The third daughter of three, all three years apart. The last-ditch failed effort at producing an heir, the last year of the Baby Boomers, 1964.
They were already a close-knit dysfunctional suburban family before I entered the scene. Vulnerable, always either 3 or 6 years behind in verbal and conceptual abilities, my siblings loved me only as their scapegoat. Our parents never investigated facts. Dad was the breadwinner with all household responsibility, including discipline, delegated to my mother. Mother always trusted allegations of my older siblings. Even when I became articulate, my words were dismissed: from mother’s behavior it could be inferred that the only acceptable response to unhappiness of my elder sisters was a manhandling, belting, or other punishment exercised on me.

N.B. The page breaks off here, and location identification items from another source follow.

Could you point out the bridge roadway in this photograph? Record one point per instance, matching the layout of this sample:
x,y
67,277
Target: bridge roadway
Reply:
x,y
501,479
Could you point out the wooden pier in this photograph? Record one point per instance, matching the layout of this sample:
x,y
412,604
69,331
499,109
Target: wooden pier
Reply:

My sisters have happy childhood memories. I do not.
PTSD means past trauma reinjects itself into present life, compounding trauma. When I cannot concentrate for an uncontrollable onslaught of terrified flashback in the backscape of my mind, I retire to the wabbitsnkeets haven, missing work.
I knew from the time I was 20, I needed entirely to cut contact with the abusive, scapegoating, libelous siblings. For I shall in the end heal. And that healing is slowed or compromised each time– inappropriately– they reinject themselves into my life.
We had some small degree of accumulated capital. If I kept my mouth shut about the trauma-filled and abusive scapegoating, I received an education paid for. I opted for loan-free education. I don’t regret it. But extension of the false image of happy family with secret family discounting of my trauma and pain rankled increasingly.
Dad died; Mom died. You would have thought immediately I would break free. But no, two other factors played out: Stockholm Syndrome and a youngest sister’s insatiable desire for approval from elder sisters.
Even now, when they have admittedly colluded against me, it is hard to just STOP seeking their approval. Stockholm Syndrome. Time after time– God only knows why!– I sent sweet pet pictures and videos, to share with them simple kindness and invite them to authentic relationship. Why, oh why, did I persist, instead of stopping and obviating pain from future rebuff?!
The Baby Boomer sibs of ’58 and ’61 keep trying to commit the legal equivalent of axe murder through the trust. Why should it be so difficult to reach accommodation. They were a dysfunctional family of four who resented a third non-male child.
I am tired of the abuse and insincerity, of the flashbacks they inconveniently let loose in my life. Should it be so hard to agree to move on?